Example methods like:

numpy.linspace(x,y,z) numpy.meshgrid(x,y) numpy.zeroes(x,y)


Solution

  • You could simply measure the execution time for different problem sizes to get an estimate of the time complexity,

    • numpy.zeros(n) : non-deterministic
    • numpy.meshgrid(x,y) : O(n**2)
    • numpy.linspace(0, 1, n) : O(n**1.6)
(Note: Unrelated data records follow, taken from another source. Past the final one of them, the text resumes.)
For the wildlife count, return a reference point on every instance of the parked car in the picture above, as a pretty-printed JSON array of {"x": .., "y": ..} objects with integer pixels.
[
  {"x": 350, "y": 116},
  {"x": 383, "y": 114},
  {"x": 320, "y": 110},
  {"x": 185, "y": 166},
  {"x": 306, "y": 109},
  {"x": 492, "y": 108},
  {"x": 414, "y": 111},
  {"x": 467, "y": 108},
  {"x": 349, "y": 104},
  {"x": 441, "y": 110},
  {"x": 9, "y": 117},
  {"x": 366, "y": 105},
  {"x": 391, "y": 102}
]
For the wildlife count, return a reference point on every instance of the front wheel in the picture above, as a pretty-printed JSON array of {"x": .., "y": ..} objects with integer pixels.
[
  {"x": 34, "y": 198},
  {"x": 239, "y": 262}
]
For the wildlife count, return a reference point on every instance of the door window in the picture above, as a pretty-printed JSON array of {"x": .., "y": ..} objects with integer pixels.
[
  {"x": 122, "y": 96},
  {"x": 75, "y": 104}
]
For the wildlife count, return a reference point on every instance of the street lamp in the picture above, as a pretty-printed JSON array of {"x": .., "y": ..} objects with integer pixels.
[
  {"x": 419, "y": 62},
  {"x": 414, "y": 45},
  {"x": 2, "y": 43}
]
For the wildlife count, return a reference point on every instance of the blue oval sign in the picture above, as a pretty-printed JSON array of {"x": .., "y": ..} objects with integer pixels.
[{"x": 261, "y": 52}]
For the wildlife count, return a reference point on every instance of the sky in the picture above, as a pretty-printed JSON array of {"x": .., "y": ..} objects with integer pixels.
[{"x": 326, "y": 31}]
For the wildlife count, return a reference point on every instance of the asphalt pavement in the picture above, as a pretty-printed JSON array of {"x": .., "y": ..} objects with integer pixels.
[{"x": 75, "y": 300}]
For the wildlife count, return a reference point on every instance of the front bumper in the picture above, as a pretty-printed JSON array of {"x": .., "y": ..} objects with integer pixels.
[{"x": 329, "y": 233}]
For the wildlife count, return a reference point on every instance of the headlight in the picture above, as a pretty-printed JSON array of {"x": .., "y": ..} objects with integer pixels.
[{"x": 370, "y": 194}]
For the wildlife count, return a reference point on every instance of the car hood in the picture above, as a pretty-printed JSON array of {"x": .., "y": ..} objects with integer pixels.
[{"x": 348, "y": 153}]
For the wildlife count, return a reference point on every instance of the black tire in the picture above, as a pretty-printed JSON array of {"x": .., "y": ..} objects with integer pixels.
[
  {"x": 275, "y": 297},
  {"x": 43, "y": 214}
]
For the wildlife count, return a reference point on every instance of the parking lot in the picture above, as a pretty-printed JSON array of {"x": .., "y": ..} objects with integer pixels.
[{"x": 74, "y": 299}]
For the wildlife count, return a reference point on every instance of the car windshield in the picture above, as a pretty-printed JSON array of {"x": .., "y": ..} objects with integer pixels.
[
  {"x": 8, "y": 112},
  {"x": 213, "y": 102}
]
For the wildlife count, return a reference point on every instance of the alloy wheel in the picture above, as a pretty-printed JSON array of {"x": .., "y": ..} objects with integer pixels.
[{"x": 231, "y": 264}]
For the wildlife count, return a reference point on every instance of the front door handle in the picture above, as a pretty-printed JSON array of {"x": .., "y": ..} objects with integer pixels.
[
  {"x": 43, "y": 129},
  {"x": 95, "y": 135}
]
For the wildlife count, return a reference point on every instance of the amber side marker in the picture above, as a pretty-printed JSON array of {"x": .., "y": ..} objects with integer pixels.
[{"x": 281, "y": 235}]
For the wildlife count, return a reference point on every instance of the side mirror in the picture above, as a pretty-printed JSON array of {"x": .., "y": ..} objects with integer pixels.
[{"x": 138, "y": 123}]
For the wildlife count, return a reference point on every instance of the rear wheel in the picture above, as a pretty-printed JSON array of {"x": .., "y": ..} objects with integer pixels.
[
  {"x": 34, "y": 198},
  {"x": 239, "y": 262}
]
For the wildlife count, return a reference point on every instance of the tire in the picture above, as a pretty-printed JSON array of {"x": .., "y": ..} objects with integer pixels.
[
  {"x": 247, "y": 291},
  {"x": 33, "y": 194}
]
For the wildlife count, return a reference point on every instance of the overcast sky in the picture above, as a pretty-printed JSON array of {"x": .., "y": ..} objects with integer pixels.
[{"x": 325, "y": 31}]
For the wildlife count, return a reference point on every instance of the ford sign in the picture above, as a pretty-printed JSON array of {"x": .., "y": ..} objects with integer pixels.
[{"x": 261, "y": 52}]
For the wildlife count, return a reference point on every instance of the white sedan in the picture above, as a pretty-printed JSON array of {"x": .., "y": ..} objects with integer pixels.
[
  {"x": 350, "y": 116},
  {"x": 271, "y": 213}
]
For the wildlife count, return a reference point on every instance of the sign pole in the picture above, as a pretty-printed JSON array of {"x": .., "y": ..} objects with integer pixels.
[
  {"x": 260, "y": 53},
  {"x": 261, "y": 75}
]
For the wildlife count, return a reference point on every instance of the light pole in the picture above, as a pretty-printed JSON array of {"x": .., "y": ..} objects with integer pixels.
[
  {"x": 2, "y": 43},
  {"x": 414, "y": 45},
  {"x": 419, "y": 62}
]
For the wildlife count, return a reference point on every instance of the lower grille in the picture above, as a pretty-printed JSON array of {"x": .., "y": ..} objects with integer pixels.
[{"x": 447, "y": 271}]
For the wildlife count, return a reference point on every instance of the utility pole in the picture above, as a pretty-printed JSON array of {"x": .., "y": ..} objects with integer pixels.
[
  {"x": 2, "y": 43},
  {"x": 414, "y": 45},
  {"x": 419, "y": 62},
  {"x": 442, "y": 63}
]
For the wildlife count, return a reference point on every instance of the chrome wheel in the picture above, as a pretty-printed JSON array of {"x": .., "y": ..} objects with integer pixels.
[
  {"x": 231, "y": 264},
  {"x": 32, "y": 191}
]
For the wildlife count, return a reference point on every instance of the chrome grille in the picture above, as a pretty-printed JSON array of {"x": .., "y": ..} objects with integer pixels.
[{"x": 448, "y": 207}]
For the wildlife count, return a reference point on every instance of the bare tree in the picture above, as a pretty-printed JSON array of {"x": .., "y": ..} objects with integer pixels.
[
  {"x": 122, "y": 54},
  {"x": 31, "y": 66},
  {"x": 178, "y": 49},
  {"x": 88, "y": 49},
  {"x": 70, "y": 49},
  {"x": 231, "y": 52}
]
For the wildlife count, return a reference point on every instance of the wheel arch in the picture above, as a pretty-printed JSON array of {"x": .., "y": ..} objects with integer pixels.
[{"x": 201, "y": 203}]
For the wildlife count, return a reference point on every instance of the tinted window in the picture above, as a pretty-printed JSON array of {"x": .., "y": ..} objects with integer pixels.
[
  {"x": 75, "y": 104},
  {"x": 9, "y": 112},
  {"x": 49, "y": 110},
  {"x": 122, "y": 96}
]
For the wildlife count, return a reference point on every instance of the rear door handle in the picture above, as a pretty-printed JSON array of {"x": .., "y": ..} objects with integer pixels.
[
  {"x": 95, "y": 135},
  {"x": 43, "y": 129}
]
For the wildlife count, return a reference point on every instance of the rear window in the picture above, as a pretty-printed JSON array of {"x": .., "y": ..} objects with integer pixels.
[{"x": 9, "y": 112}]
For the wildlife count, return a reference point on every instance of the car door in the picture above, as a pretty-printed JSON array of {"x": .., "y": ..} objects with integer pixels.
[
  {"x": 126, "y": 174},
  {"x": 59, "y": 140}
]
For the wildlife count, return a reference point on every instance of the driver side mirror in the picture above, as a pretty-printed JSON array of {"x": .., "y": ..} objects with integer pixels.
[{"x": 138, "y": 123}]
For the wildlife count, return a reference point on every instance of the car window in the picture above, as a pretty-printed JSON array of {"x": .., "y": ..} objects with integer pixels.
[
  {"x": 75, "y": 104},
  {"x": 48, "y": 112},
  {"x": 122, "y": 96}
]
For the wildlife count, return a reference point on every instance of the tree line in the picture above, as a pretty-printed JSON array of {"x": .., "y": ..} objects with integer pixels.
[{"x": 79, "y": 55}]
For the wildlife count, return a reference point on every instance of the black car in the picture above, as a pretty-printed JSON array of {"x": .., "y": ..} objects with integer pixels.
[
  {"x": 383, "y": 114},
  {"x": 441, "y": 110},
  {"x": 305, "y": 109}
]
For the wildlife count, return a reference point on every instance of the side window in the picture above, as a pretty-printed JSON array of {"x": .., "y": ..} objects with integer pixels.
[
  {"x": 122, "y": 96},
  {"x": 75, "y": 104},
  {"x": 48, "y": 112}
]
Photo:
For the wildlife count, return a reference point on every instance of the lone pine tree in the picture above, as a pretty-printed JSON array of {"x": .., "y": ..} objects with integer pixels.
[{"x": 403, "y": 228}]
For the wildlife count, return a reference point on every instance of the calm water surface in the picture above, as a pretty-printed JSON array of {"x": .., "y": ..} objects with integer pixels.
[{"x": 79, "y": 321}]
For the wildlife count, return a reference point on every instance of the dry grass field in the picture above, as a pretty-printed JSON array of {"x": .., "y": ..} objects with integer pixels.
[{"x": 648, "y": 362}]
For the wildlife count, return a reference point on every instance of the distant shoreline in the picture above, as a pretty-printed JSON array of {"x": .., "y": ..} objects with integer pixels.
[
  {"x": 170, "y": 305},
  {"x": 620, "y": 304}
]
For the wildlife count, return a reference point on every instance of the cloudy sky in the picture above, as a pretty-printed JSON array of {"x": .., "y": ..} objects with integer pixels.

    For instance, below is a code to measure the time complexity for numpy.meshgrid(x,y), that can be used for other numpy functions as well,

    In [1]: import numpy as np
       ...: from time import time
       ...: import matplotlib.pyplot as plt
       ...: from scipy.optimize import curve_fit
       ...: %matplotlib inline
       ...: 
       ...: def complexity_model(x, n, A, C):
       ...:     return A*x**n + C
       ...: 
       ...: problem_size = np.logspace(2, 4, 10)
       ...: 
       ...: res = []
       ...: for N in problem_size:
       ...:     x = np.linspace(0, 1, N)
       ...:     y = x.copy()
       ...:     
       ...:     t0 = time()
       ...:     np.meshgrid(x,y)
       ...:     dt = time() - t0
       ...:     res.append(dt)
       ...: 
       ...: nn = np.logspace(np.log10(problem_size.min()), np.log10(problem_size.max()), 100)  
       ...: 
       ...: time_to_solution = np.asarray(res)
       ...: fig, ax = plt.subplots(1,1)
       ...: ax.loglog(problem_size, time_to_solution, 'o-b')
       ...: 
       ...: mask = problem_size > 100 # ignore initial points
       ...: 
       ...: popt, _ = curve_fit(complexity_model, problem_size[mask],
       ...:                               time_to_solution[mask],
       ...:                               p0=(1.0, 1.0,  0.0) )
       ...: print(popt)
       ...: ax.loglog(nn, complexity_model(nn, *popt), '--k')
       ...: 
       ...: 
       ...: ax.set_xlabel('Problem size: N')
       ...: ax.set_ylabel('Time to solution 
      [  1.94816942e+00   1.40955397e-08  -7.33862899e-04]
    

    which gives the following curve,

    enter image description here

    For sufficiently large array sizes, numpy.meshgrid(x,y) has thus a time complexity of O(n**α), with α = 1.95 ≈ 2.